Le blog Trans'Europe Extrêmes se rend pendant la campagne des élections européennes dans cinq pays où la droite populiste et eurosceptique est en plein essor. Après la Finlande, le Royaume-Uni, l'Allemagne et l'Italie, direction la Hongrie.
Ils s'alignent en tailleur ou costume cravate, sourire Colgate sur les affiches électorales. Pourtant, le Jobbik hongrois, ultra-nationaliste, antisémite et anti-Roms s'est fait connaître grâce à sa milice paramilitaire, la Garde Hongroise. Interdite en 2009 et immédiatement reformée sous le nom "Nouvelle Garde Hongroise", elle organise notamment des virées dans les quartiers roms. Ça saute aux yeux et ça s'entend, un peu, dans le discours, le parti a commencé une mue spectaculaire en termes d'image et de communication.
"Israël" remplace "Juifs" et les bons Roms sont à distinguer des "fainéants"
Sur le fond, voici les points qui ont le plus changé :
- Auparavant ouvertement antisémite, le Jobbik préfère maintenant lutter "contre la domination d'Israël". Ils ne parlent plus de "Juifs", mais "d'investisseurs israéliens", comme cette députée que j'ai suivie en campagne contre la nouvelle loi sur les terres arables.
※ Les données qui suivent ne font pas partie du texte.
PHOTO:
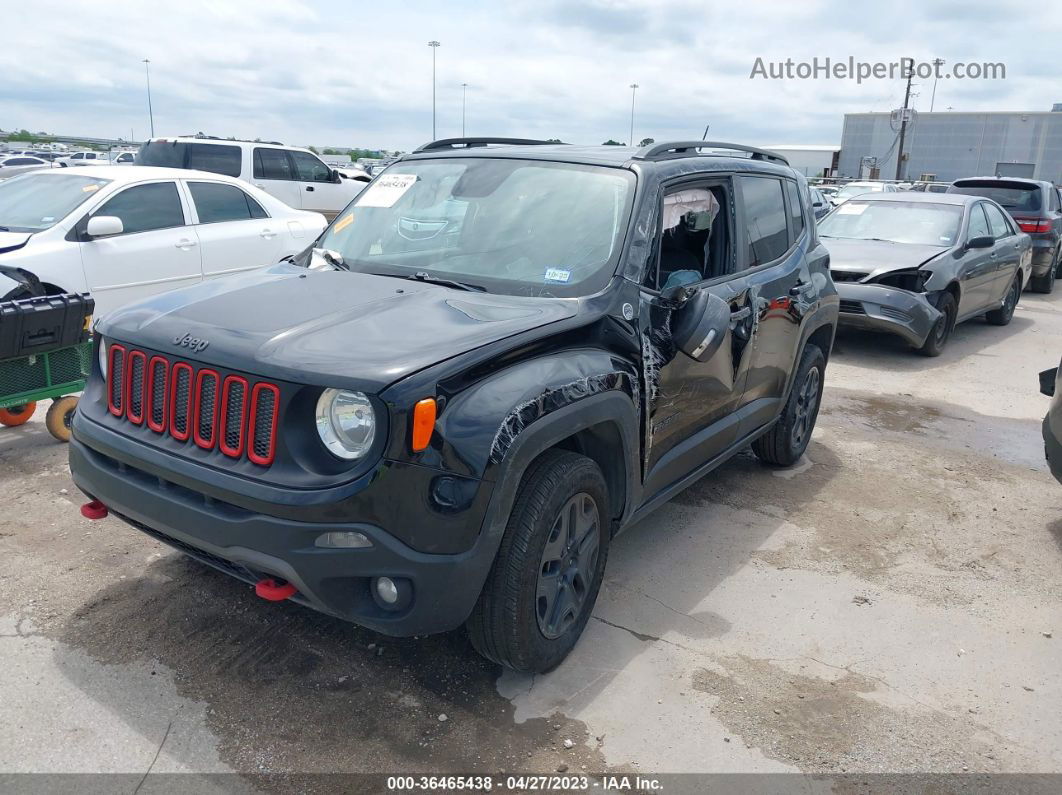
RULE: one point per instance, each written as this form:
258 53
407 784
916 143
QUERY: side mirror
102 226
700 325
1047 381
- Le discours anti-étrangers inclut une nouvelle cible : les oligarques hongrois "qui servent les intérêts étrangers". Les députés que j'ai suivis dans leur virée sur cette question des terres l'ont tellement répété au micro ou en répondant à mes questions, que ça a fini par clignoter dans mon carnet de notes. J'ai écrit cette phrase au moins 5 fois: "On n'est pas uniquement contre les étrangers, on vise aussi nos propres oligarques", également désignés comme "nos criminels politiques".
- Le discours violemment anti-Roms est devenu anti-Roms-qui-ne-veulent-pas-s'intégrer. "C'est un changement à moindre coût puisque, dans la tête de leur électorat, la différence entre Roms et 'Roms fainéants et criminels' n'existe pas", m'explique le Dr Hendrick Hansen, politologue à l'Université Andrássy de Budapest.
- Sur l'Europe enfin, le Jobbik a cessé de brûler des drapeaux, comme le note la photo ci-dessus tirée d'une revue scientifique allemande. "Ils ne veulent plus claquer la porte de l'Europe mais renégocier les traités, notamment concernant les investissements étrangers", note le chercheur. Ce qui revient au même puisque jamais Bruxelles ne laissera un Etat-membre revenir sur la liberté de circulation des capitaux.
Le "rêve" remplace la lutte contre "les parasites"
Côté image, ces deux vidéos de campagne aux élections législatives hongroises parlent d'elles-mêmes. La première date de 2010, la seconde de 2013 :
Nous travaillons et ceux-la ne font que nous voler... pour les criminels politiques tout est permis ?
J'ai peur de sortir dans la rue... pour les criminels roms tout est permis ?
Il n y a plus de produits hongrois dans les magasins... pour les multinationales tout est permis ?
Ras le bol des parasites, Votez Jobbik"
Pour vivre librement et trouver notre avenir dans le pays
Pour que mes enfants puissent grandir en sécurité
Pour pouvoir réaliser nos rêves
On ne peut plus arrêter l'avenir
Le parti le plus populaire parmi les jeunes"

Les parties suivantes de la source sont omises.